Lo que está claro es que, a la altura en que ya se encuentra Ferrán Adriá, elegido – recientemente – unos de los 100 españoles más influyentes de 2008 (ya en el 2004 el Times lo consideró como una de las cien personas más influyentes del mundo), su responsabilidad es enorme. Probablemente él no sepa lo poco que el ciudadano medio conoce de su trabajo. Que tampoco sepa la legión de malos imitadores que le surgen como setas. Y que desconozca que, de la mucha influencia que se supone debe desplegar al ser uno de esos cien elegidos, la única positiva sea la que ejerce sobre aquella minoría privilegiada que ha podido beber (o comer) directamente de sus fuentes. Es más, hemos de aclarar que positiva no quiere decir también aprovechable, ya que si esa influencia no cae sobre terreno propicio, tampoco servirá de mucho.
La imagen de Adriá ha crecido de tal manera que ya ha dejado de ser patrimonio exclusivo de la élite gastronómica. Su autoridad moral no debe extenderse sólo a unos cuantos restaurantes. Si es embajador de la gastronomía española, debe tratar de preservar la cultura alimentaria de nuestro país. Debe luchar para que se mejore nuestra dieta. Estamos en unos momentos en los que los hábitos alimenticios de los españoles están deteriorándose gravemente.
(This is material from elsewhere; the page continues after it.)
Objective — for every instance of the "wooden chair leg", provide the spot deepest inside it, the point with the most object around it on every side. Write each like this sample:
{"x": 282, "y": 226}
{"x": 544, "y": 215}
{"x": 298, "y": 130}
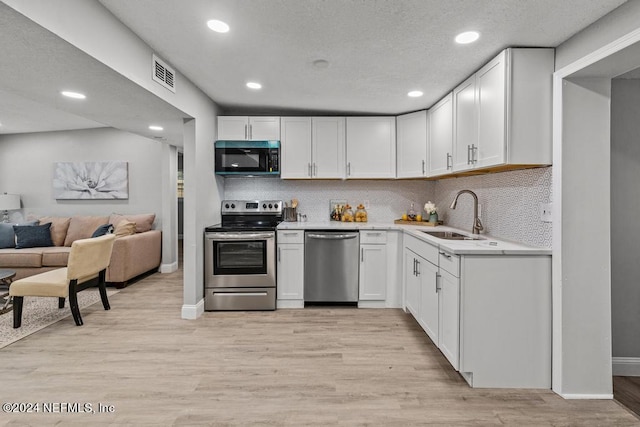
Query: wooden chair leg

En un reciente estudio realizado por la Fundación Dieta Mediterránea, se ha puesto de manifiesto que uno de cada cinco niños barceloneses de 8 a 11 años no ha probado nunca un tomate, que el 15% no se ha comido nunca una naranja, que un tercio no sabe lo que son las espinacas, y que el 15% no conoce el sabor ni de la cebolla ni de la zanahoria. Esta es la dirección hacia la que Adriá debería orientar su influencia. Hacia la población en su conjunto. Ha llegado a un nivel desde el que no puede dejar de hacerlo. De lo contrario, su aureola podría desinflarse como las espumas con las que algunos pretenden identificar su trabajo.